Do you have dusty boxes in a closet or basement that you never unpacked last time you moved? You ran out of energy. Or you ran out of space. Maybe (gulp!) it’s been boxed up for decades and you just keep moving it with you.

Now imagine that those boxes are the website content you haven’t updated in five years, and you’re planning a site redesign. Are you going to toss that dusty content into the moving truck as is, or are you going to open it and decide what to take with you and what to trash?

With all the details of budget and timeline to manage, it’s tempting to just scrape your content and drop it in the new site. But let’s be honest. No one wants to read your dusty About section and outdated job listings any more than you want to sort through those boxes of high school yearbooks and VHS tapes.

Here are four reasons to embrace a redesign as an opportunity to revise your content.

Content analysis may save you money on the redesign.

When you emphasize quality over quantity, you realize that a handful of really great pages will drive more traffic than hundreds of lousy pages. Instead of rebuilding all of those old pages, invest in a content audit to help you decide how many (and which) pages you really need to tell the strongest story. A site that’s half as big may cost less to design and build but result in more visits and qualified leads in the long run.

People’s information needs change. So should your content.

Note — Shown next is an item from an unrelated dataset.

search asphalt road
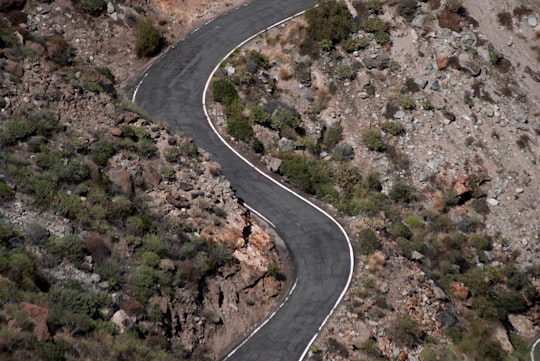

As the internet evolves, people’s expectations about information change. The way they use the web is in a state of flux, which means the usefulness of your content is too. My grandma goes straight to Google now instead of the phone book. Do-it-yourselfers download project checklists straight to their iPads instead of picking up paper checklists in the big box supply aisles. That’s why you need to look closely at any articles, recommended resources or interactive features. Chop those that no longer serve your audience, and revise or develop new ones to meet current needs. One outstanding interactive feature is more powerful than a dozen ancient ones. And remember that static content on your website will bring a visitor once, but a rotation of fresh, helpful content will bring her back repeatedly.

Your old brochure copy is not optimized for SEO.

If your existing site content was originally developed for a brochure or other print materials, it’s not bringing you any SEO value. It may capture your brand voice perfectly, but if it doesn’t use the words people are searching for, no one is reading it. A good web writer can help you revise copy to include key search phrases without sacrificing brand voice and tone. Better optimization means more people will get the benefit of your new-and-improved site.

If it’s time for a new look, it’s time for new messaging.

Finally, it’s likely your messaging was developed in tandem with your visual design. Together they tell a powerful story about your brand—so never update one without attention to the other. Write new headlines and calls to action that support and build on your new brand identity.

A redesign is a great opportunity to revise your content. So resist the urge to keep migrating that dusty old stuff and you may save some money, better serve the information needs of your customers, improve your SEO and tell a more persuasive story about your brand.

Now who’s ready for a yearbook-burning party?